Don’t Blame Madrasas
THE SOURCE: “The Enduring Madrasa Myth” by C. Christine Fair, in Current History, April 2012.
Pakistan’s madrasas have gotten a bad rap, asserts Georgetown University political scientist C. Christine Fair. If you want to know how terrorists are groomed in Pakistan, she says, you need to look beyond the walls of these Islamic religious schools.
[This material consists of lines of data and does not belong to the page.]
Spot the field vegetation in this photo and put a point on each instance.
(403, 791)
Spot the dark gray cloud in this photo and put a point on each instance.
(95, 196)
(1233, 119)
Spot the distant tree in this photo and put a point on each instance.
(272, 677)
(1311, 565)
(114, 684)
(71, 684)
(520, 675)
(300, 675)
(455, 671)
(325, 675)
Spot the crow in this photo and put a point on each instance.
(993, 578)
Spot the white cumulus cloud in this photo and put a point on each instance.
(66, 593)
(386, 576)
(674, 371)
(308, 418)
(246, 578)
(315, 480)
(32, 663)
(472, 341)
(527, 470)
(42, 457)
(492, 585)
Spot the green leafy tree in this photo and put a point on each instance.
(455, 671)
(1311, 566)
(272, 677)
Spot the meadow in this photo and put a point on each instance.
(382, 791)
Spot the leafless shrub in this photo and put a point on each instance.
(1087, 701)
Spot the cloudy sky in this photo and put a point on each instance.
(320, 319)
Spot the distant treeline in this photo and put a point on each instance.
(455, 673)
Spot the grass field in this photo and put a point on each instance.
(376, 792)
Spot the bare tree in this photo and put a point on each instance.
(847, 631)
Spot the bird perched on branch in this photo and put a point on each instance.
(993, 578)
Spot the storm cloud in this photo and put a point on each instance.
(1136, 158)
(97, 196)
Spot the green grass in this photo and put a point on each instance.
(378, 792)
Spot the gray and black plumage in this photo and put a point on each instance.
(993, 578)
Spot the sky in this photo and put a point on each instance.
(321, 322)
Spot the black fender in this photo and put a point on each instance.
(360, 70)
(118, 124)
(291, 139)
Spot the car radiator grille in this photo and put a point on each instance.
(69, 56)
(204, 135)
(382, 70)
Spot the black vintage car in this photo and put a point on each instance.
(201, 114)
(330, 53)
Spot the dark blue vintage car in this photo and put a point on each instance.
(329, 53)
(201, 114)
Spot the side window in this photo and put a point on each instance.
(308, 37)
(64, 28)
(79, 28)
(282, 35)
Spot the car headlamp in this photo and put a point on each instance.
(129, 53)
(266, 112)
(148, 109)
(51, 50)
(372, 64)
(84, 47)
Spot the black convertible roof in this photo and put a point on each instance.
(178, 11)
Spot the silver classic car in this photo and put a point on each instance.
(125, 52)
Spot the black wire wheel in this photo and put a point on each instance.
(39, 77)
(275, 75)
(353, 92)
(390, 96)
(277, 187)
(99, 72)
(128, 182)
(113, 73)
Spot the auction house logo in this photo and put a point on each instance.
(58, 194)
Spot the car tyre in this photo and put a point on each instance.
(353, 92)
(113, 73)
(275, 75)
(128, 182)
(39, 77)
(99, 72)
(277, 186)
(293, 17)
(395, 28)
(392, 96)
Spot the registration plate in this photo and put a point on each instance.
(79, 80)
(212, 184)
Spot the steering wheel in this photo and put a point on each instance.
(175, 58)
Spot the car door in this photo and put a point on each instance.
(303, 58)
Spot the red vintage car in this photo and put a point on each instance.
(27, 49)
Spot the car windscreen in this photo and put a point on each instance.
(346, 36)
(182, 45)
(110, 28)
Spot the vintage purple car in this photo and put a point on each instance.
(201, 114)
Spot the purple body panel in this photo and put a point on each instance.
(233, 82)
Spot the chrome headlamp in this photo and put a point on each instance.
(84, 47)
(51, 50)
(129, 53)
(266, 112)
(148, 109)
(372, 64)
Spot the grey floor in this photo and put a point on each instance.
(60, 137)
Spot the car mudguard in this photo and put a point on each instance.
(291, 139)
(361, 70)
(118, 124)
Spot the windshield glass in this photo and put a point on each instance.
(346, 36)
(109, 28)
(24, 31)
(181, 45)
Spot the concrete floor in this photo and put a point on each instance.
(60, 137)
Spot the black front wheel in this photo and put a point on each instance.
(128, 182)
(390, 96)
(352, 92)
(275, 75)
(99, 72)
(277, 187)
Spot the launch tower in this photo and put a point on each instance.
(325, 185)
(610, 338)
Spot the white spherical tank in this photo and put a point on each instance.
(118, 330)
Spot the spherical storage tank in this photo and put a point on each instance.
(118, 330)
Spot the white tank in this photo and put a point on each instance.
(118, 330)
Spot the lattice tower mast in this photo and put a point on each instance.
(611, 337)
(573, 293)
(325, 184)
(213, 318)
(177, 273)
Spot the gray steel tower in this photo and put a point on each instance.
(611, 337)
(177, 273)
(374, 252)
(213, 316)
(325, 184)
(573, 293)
As Islamist terrorism became a bigger threat in the 2000s, U.S. analysts and politicians fingered Pakistani madrasas (which are attended by children and teenagers) as “nurseries of jihad,” Fair observes. The United States has since granted Pakistan $100 million in aid to improve public education and essentially “lure madrasa students back to public schools.” But claims that madrasas are “expanding dramatically” and “churning out jihadists by the thousands” are false, she writes. The misunderstanding can be traced to a 2002 International Crisis Group report that incorrectly stated that one-third of Pakistani students attended madrasas full-time. More credible research shows that the real number is between one and three percent. In addition, Fair’s research shows that madrasas’ share of the Pakistani student population has remained stable. There is no basis for the alarmist claims about the “burgeoning number of Pakistani madrasas and their supposed legions of aspiring terrorists,” she argues.